Leading analyst of the Agency for Political and Economic Communications Mikhail Neyzhmakov told Vestnik Kavkaza that "Sergei Lavrov’s remark about 'projects that were distributed a year ago' is a doubly problematic signal for Yerevan, given that it was said a few days before April 24 - during this period, as a rule, Armenia's first persons try to demonstrate tougher rhetoric to their internal audience on the Karabakh issue."
"Among the statements made by the Russian Foreign Minister at the roundtable on April 21, there is another problematic remark for the Armenian government - on gas price negotiations," the expert pointed out, recalling that the Kremlin’s message about the telephone conversation between Vladimir Putin and Nikol Pashinyan was extremely concise, which could be due to the absence of key issues from Moscow and Yerevan.
The leading analyst at the Agency for Political and Economic Communications drew attention to the fact that Lavrov’s words about the settlement were more binding than what Armenia expected. "Lavrov’s commentary creates less room for interpretation than many other statements by representatives of intermediary countries on this issue.

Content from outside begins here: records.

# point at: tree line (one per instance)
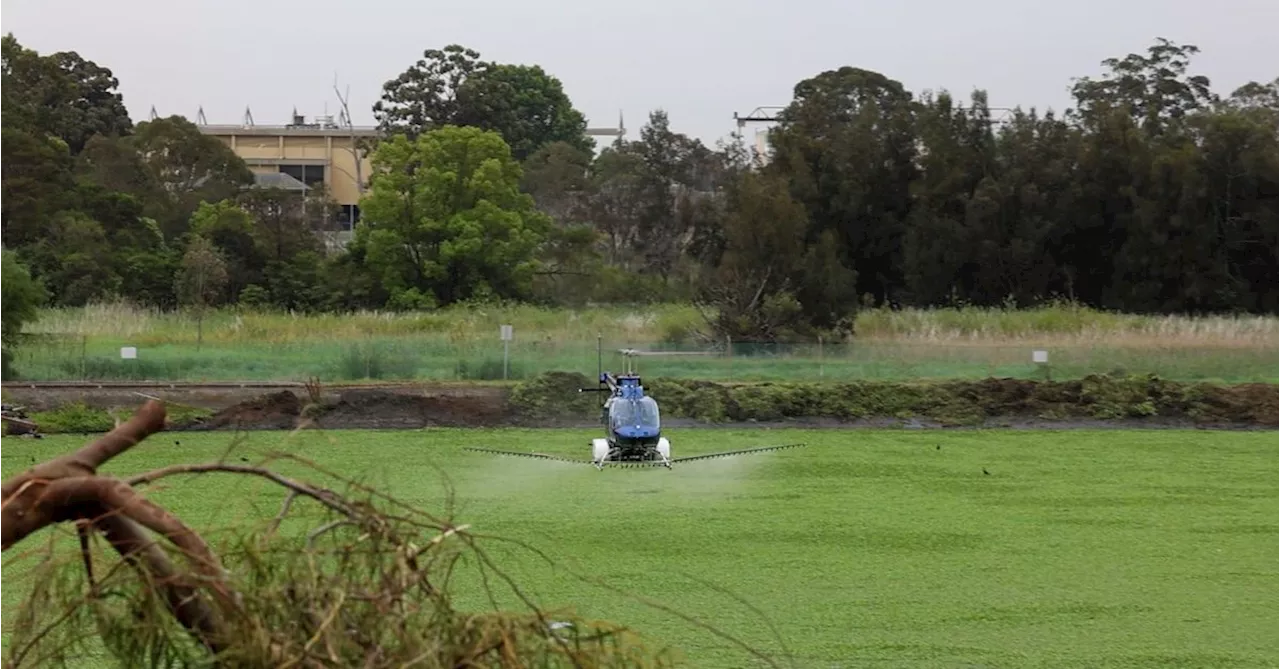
(1151, 193)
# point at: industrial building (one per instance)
(321, 151)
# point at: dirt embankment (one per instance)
(553, 401)
(371, 408)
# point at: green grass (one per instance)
(1080, 549)
(462, 344)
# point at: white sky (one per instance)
(702, 60)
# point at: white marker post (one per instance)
(507, 335)
(128, 353)
(1041, 357)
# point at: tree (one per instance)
(19, 297)
(200, 280)
(188, 166)
(522, 104)
(35, 182)
(753, 287)
(526, 105)
(62, 95)
(232, 230)
(444, 219)
(846, 143)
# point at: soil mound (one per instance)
(274, 411)
(383, 409)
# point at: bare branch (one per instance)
(323, 496)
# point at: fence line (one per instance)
(81, 358)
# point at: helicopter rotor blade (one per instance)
(731, 453)
(525, 454)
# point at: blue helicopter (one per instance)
(632, 426)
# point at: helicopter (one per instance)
(632, 426)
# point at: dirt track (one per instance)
(389, 407)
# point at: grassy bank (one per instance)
(464, 344)
(1083, 549)
(554, 397)
(952, 402)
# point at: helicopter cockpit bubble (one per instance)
(635, 413)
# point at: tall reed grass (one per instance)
(675, 324)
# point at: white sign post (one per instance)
(1041, 357)
(507, 335)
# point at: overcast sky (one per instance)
(702, 60)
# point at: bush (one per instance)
(19, 298)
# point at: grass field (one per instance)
(1080, 549)
(462, 343)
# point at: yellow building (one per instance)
(318, 152)
(323, 151)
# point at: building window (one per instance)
(350, 216)
(307, 174)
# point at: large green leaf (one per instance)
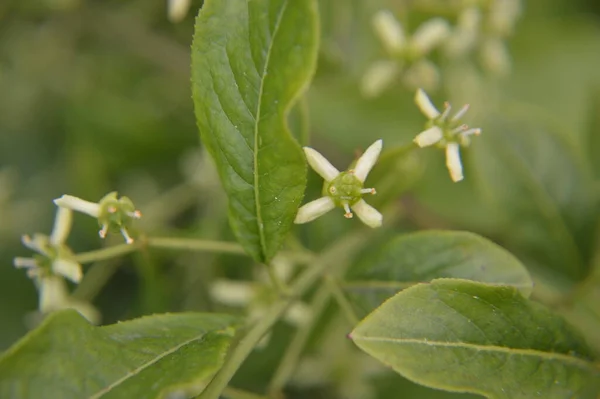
(419, 257)
(150, 357)
(250, 60)
(542, 186)
(465, 336)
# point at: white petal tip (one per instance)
(367, 214)
(425, 105)
(320, 164)
(429, 137)
(367, 160)
(312, 210)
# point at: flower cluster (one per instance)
(407, 55)
(53, 261)
(343, 189)
(482, 27)
(445, 132)
(485, 28)
(113, 213)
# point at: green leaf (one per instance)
(150, 357)
(419, 257)
(464, 336)
(541, 185)
(250, 61)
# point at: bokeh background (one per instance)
(95, 96)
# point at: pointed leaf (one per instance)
(464, 336)
(250, 61)
(419, 257)
(150, 357)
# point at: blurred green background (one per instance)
(95, 97)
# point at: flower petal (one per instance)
(53, 294)
(67, 268)
(314, 209)
(453, 162)
(367, 160)
(430, 34)
(62, 226)
(429, 137)
(177, 9)
(231, 293)
(425, 105)
(379, 76)
(389, 31)
(367, 214)
(320, 165)
(77, 204)
(38, 243)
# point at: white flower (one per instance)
(53, 255)
(112, 212)
(407, 54)
(343, 189)
(444, 131)
(428, 35)
(177, 9)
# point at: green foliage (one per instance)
(151, 357)
(464, 336)
(94, 97)
(544, 189)
(249, 63)
(420, 257)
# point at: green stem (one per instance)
(304, 120)
(192, 244)
(294, 350)
(280, 286)
(343, 248)
(234, 393)
(107, 253)
(342, 301)
(184, 244)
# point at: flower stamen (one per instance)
(348, 214)
(103, 231)
(126, 235)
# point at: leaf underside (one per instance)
(465, 336)
(150, 357)
(250, 61)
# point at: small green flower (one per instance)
(445, 132)
(53, 256)
(342, 189)
(113, 213)
(406, 55)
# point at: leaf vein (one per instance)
(259, 218)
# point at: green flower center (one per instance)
(344, 189)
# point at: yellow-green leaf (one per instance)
(250, 61)
(151, 357)
(423, 256)
(464, 336)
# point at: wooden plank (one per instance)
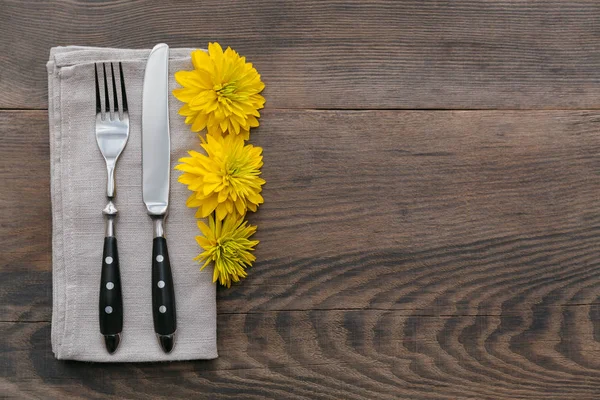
(411, 254)
(442, 212)
(349, 354)
(464, 54)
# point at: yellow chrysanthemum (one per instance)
(226, 244)
(221, 93)
(226, 179)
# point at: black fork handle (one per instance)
(111, 299)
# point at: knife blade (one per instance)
(156, 168)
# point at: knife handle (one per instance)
(163, 295)
(111, 300)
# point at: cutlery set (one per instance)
(112, 132)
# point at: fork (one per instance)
(112, 132)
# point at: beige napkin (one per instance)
(78, 186)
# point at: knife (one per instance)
(155, 189)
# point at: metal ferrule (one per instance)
(159, 226)
(110, 212)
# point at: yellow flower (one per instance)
(226, 179)
(221, 93)
(226, 244)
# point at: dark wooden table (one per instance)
(431, 227)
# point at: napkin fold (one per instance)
(78, 192)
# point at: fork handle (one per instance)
(111, 300)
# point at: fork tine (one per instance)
(98, 104)
(106, 101)
(123, 93)
(116, 102)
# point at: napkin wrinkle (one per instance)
(78, 184)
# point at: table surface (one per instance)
(431, 225)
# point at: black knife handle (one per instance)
(163, 294)
(111, 300)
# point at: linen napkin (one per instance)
(78, 192)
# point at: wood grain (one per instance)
(403, 254)
(463, 54)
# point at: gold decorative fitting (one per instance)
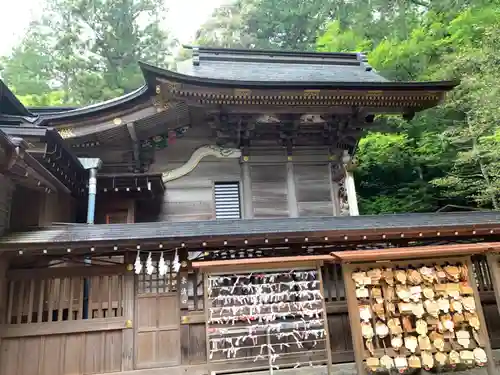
(66, 133)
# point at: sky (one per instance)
(183, 19)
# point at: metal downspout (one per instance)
(92, 164)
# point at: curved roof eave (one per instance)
(151, 72)
(94, 108)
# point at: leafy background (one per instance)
(85, 51)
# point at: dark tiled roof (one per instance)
(167, 231)
(274, 66)
(48, 114)
(10, 105)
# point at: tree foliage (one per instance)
(84, 51)
(88, 49)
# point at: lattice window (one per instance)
(64, 298)
(227, 200)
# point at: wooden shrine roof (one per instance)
(213, 233)
(10, 104)
(266, 69)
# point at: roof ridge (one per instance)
(259, 52)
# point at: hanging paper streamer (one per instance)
(149, 265)
(176, 265)
(162, 266)
(138, 264)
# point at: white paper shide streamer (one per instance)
(149, 265)
(162, 266)
(138, 264)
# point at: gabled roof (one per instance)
(278, 66)
(193, 233)
(226, 68)
(129, 99)
(10, 104)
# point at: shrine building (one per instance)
(207, 223)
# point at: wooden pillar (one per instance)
(354, 319)
(293, 209)
(129, 297)
(183, 280)
(327, 330)
(247, 189)
(494, 268)
(483, 330)
(352, 198)
(3, 293)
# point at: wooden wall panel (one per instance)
(312, 184)
(269, 191)
(21, 218)
(158, 331)
(73, 354)
(193, 344)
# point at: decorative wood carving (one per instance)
(197, 156)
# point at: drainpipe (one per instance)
(92, 164)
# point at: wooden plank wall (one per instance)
(64, 354)
(61, 298)
(46, 332)
(269, 191)
(313, 186)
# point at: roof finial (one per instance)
(196, 56)
(363, 61)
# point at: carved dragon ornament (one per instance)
(197, 156)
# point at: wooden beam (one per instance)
(416, 252)
(494, 267)
(61, 272)
(128, 337)
(271, 261)
(483, 330)
(63, 327)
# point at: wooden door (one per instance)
(158, 331)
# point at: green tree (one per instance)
(90, 48)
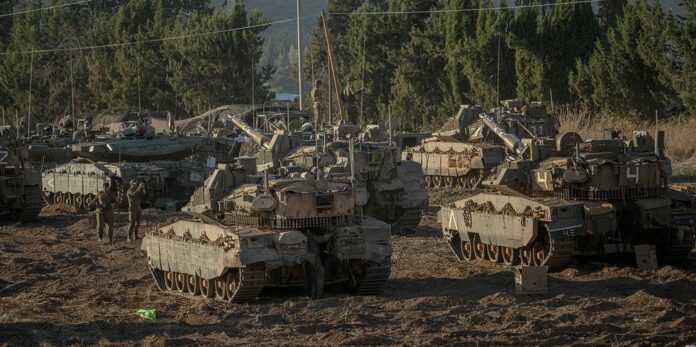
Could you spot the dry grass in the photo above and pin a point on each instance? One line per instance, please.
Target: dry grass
(680, 134)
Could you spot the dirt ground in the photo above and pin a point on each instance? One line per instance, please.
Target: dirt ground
(58, 286)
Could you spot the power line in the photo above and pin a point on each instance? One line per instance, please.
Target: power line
(579, 2)
(162, 39)
(46, 8)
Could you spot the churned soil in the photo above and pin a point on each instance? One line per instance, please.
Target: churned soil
(59, 286)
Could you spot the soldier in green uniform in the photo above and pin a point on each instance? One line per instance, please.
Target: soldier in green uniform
(105, 213)
(136, 193)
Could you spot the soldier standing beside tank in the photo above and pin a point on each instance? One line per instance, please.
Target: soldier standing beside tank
(105, 213)
(136, 193)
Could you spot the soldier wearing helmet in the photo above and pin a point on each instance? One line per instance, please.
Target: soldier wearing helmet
(136, 193)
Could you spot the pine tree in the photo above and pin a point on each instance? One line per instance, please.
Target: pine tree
(625, 76)
(548, 44)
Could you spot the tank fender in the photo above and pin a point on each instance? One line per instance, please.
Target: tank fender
(477, 163)
(566, 228)
(371, 240)
(206, 261)
(32, 177)
(291, 249)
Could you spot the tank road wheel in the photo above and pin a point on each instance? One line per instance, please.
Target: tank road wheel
(479, 247)
(58, 198)
(158, 275)
(180, 282)
(48, 197)
(193, 284)
(494, 253)
(461, 181)
(169, 278)
(510, 256)
(526, 256)
(67, 199)
(472, 179)
(468, 248)
(539, 253)
(77, 200)
(231, 283)
(437, 181)
(220, 288)
(208, 288)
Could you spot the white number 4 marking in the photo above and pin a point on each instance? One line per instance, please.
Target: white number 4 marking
(633, 172)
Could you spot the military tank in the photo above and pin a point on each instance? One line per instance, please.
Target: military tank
(394, 187)
(20, 184)
(556, 198)
(77, 183)
(464, 152)
(139, 148)
(284, 233)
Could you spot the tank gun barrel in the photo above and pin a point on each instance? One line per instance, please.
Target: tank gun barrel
(511, 141)
(256, 136)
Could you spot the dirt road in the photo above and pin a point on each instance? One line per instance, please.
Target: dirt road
(58, 286)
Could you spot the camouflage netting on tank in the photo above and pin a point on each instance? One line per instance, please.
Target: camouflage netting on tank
(599, 194)
(233, 218)
(226, 242)
(507, 210)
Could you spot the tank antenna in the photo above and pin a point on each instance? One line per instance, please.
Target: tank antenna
(31, 77)
(72, 96)
(351, 150)
(497, 78)
(553, 107)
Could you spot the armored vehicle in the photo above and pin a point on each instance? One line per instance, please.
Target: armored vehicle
(557, 198)
(284, 233)
(394, 188)
(464, 151)
(20, 185)
(77, 183)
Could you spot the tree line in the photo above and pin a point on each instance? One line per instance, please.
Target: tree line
(415, 59)
(420, 59)
(108, 55)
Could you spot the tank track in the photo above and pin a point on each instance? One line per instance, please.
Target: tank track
(678, 251)
(33, 203)
(371, 282)
(561, 253)
(251, 281)
(410, 218)
(556, 255)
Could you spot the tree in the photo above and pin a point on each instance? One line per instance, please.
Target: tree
(625, 76)
(548, 43)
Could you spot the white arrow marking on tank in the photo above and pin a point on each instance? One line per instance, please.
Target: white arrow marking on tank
(452, 219)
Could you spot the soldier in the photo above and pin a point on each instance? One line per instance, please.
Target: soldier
(348, 96)
(105, 213)
(136, 193)
(315, 100)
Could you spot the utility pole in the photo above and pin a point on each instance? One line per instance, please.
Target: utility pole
(299, 53)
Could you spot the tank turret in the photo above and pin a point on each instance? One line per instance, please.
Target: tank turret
(511, 141)
(20, 184)
(256, 136)
(290, 232)
(573, 198)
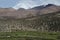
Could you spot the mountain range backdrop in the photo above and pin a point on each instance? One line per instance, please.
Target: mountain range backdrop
(33, 16)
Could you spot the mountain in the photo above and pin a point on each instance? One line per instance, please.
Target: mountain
(23, 13)
(42, 19)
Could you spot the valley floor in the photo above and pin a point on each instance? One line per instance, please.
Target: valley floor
(29, 35)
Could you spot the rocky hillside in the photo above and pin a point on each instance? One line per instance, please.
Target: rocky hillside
(43, 19)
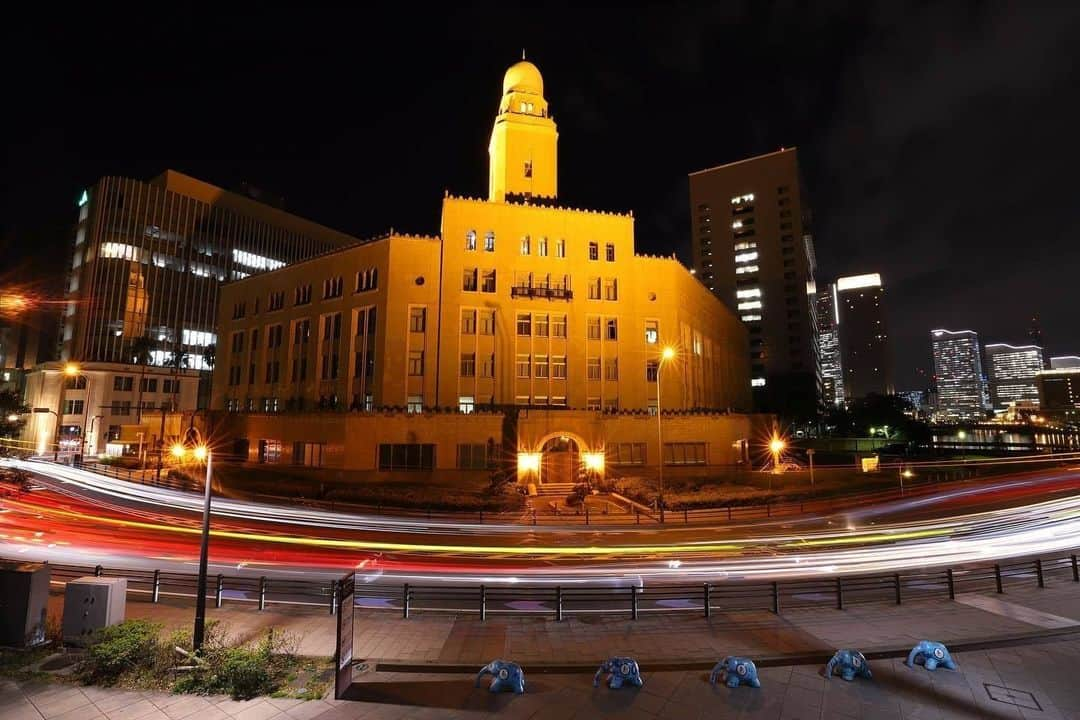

For example, the head of the Russian Foreign Ministry says 'when', and not 'if we come to a decision on signing documents' on the Karabakh settlement. All of this may indicate Moscow’s intention to switch to a tougher format of dialogue with Yerevan," Mikhail Neizhmakov emphasized.
At the same time, the toughening will also concern issues that are not directly related to the Karabakh issue, on which the leaderships of Russia and Armenia have not yet reached a consensus, in particular, on gas prices and, as Sergey Lavrov said, about "difficult situations faced by Russian companies" operating in Armenia.
"Economic difficulties, including those related to the coronavirus outbreak, make Yerevan more vulnerable to pressure. However, coronacrisis may become an argument for Nikol Pashinyan in dialogue with Moscow, additionally justifying why even minimal concessions in negotiations with Baku on the Karabakh issue could threaten the destabilization of the domestic political situation in Armenia," he suggested.
Thus, Pashinyan may try to use Russia's reluctance to get a political crisis in another neighboring country, the leading analyst at the Agency for Political and Economic Communications noted.
"Against this background, we can see not an increase in intensity in the coming months, but additional obstacles on the part of Armenia to intensify negotiations on the Karabakh issue," Mikhail Neyzhmakov concluded.